Perhaps the most famous wine-fraud case before Kurniawan came with layers of historic intrigue. In 2006, U.S. billionaire Bill Koch sued fellow rare-wine collector Hardy Rodenstock in civil court over the $500,000 sale of four bottles of wine that Rodenstock claimed once belonged to former U.S. president Thomas Jefferson, bottles that Koch later came to suspect were fakes. The case ultimately resulted in a default judgement against Rodenstock, though the accused fraudster never served any jail time.
After the Rodenstock scandal, a new posterboy for wine fraud soon emerged: Rudy Kurniawan. He appeared at a time that lent itself even more to big spending and less due diligence, according to Benjamin Wallace, a journalist and author of The Billionaire’s Vinegar, which chronicles the case against Rodenstock. “It’s the mid 2000s. You’ve got this boom going on. It’s America,” says Wallace. “There was this group, the 12 angry men, a tasting group in New York that consisted of these real estate and other entrepreneurial guys, and Kurniawan sort of fell in with them.”

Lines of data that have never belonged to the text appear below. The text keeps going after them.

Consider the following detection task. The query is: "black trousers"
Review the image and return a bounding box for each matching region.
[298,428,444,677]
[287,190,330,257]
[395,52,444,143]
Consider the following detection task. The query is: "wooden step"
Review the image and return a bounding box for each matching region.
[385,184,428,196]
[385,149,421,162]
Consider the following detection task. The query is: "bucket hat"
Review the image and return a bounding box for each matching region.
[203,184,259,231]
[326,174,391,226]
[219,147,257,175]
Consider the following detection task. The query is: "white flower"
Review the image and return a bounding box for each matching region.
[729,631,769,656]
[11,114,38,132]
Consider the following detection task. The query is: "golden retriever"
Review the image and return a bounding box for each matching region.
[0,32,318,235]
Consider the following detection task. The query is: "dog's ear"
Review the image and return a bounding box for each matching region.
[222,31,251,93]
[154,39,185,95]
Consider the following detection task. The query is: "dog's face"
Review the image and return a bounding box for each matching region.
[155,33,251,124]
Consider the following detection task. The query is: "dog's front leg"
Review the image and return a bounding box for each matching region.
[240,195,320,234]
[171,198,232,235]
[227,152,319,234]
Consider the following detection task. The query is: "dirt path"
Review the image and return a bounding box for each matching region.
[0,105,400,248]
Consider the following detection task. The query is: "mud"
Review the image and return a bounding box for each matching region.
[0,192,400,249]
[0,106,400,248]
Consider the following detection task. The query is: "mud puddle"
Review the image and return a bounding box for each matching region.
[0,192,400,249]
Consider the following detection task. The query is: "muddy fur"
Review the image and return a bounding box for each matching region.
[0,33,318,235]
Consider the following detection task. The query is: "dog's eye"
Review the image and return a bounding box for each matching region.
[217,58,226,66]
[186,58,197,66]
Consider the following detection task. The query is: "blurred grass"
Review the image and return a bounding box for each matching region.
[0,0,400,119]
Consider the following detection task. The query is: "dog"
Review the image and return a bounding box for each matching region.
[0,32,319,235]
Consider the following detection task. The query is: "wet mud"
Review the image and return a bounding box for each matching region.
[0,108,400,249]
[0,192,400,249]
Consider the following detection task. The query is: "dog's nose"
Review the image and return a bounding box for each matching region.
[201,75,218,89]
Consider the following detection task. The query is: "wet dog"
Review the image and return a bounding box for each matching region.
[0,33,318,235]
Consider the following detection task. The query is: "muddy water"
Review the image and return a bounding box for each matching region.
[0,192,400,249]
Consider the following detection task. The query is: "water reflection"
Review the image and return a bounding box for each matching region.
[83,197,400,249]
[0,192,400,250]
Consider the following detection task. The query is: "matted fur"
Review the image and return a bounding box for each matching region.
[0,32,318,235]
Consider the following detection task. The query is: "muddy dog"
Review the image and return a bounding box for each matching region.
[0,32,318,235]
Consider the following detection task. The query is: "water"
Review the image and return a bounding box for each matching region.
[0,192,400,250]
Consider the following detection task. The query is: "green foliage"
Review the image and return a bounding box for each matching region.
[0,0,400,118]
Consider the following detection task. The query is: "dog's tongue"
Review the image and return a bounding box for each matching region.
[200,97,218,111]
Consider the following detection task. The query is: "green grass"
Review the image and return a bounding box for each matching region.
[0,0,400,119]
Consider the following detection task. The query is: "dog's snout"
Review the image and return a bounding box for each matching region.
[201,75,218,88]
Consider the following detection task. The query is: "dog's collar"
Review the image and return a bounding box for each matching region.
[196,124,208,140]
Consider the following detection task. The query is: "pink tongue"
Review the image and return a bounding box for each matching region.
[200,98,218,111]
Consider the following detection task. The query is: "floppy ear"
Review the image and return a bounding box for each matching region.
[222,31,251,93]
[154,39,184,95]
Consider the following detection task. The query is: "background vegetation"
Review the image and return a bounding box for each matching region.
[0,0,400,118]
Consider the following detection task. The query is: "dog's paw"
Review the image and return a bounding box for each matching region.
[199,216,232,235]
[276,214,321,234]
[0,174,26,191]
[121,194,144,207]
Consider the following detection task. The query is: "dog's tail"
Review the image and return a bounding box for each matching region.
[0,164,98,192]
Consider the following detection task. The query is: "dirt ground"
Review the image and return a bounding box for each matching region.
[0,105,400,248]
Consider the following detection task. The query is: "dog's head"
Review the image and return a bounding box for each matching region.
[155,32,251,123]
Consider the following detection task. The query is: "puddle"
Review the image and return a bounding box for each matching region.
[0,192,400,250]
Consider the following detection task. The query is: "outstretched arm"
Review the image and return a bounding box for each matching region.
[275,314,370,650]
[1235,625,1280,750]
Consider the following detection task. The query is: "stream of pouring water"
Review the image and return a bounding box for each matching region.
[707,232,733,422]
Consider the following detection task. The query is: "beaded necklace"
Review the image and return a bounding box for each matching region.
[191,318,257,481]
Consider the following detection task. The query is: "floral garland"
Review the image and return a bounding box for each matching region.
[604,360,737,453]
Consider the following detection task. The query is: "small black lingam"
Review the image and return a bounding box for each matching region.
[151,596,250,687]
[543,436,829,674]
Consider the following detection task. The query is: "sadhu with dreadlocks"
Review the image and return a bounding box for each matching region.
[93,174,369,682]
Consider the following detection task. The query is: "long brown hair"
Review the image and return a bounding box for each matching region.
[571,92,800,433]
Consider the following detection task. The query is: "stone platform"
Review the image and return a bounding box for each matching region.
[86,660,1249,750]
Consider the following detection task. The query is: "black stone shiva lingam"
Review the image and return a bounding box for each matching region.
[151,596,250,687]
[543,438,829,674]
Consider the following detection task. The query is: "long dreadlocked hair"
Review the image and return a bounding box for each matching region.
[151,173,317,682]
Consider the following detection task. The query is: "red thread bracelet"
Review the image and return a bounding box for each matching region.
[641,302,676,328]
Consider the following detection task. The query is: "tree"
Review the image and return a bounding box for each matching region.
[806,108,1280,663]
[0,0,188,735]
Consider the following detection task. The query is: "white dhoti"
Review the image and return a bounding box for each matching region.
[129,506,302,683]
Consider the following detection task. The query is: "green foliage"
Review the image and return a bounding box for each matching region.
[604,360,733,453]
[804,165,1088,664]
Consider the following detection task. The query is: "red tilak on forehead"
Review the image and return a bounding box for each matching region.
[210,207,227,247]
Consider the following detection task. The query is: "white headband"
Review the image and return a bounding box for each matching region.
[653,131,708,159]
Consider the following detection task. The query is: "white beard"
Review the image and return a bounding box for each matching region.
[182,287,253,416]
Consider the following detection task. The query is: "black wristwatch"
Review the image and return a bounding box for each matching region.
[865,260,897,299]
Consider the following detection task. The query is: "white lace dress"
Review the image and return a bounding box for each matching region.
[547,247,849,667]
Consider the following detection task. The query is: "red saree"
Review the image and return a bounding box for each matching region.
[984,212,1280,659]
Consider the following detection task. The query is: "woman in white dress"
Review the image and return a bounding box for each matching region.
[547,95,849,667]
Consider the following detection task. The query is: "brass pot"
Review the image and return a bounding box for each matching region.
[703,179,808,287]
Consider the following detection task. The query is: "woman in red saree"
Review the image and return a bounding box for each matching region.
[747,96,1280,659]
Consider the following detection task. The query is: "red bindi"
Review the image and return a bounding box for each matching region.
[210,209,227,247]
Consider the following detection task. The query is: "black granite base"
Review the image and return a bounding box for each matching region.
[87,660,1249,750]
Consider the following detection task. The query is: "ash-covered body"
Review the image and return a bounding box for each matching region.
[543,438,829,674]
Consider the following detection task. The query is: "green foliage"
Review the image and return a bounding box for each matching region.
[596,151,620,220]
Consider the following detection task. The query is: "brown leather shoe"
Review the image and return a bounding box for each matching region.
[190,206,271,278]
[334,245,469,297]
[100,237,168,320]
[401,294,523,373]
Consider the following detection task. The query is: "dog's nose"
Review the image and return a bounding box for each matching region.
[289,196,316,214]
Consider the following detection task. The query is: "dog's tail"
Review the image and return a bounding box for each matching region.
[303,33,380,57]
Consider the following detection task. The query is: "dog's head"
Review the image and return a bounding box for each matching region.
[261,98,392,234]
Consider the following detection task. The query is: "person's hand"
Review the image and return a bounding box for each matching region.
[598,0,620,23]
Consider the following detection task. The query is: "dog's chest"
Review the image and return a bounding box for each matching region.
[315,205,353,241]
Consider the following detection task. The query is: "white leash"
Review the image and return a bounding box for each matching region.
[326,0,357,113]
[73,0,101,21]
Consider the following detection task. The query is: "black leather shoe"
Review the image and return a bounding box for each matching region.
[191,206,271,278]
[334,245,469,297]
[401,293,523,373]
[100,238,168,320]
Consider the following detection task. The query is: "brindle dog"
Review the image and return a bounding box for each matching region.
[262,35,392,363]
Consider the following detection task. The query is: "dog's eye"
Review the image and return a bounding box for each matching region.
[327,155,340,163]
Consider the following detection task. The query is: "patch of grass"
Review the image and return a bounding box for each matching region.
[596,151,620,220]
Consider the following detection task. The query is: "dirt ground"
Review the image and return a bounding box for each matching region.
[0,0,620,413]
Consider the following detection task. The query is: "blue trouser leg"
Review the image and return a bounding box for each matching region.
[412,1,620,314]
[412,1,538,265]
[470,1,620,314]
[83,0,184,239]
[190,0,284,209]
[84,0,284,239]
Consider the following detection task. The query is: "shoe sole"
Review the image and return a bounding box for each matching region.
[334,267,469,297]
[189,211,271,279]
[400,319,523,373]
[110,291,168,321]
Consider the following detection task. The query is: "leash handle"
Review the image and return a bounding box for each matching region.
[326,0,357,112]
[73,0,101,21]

Looking back, many people in the wine industry say they sensed early on that Kurniawan was a fake. Yet for years, many of them stood by while the charade continued. Their reluctance to speak up highlights a systematic vulnerability in the ultra-high-end fine-wine market: Nobody, especially not the rich and powerful, likes to admit when they’ve been duped. In a crowded auction house full of these power-broker types, you can imagine how the cycle of denial simply perpetuates itself.
“It wasn’t like three people buying Rudy’s fake wine,” says Joshua Nadel, a former sommelier at wine destinations Veritas and Cru, who spent many hours pouring wines in the presence of Kurniawan and many of his victims. “It was the global collecting community buying fake wines.”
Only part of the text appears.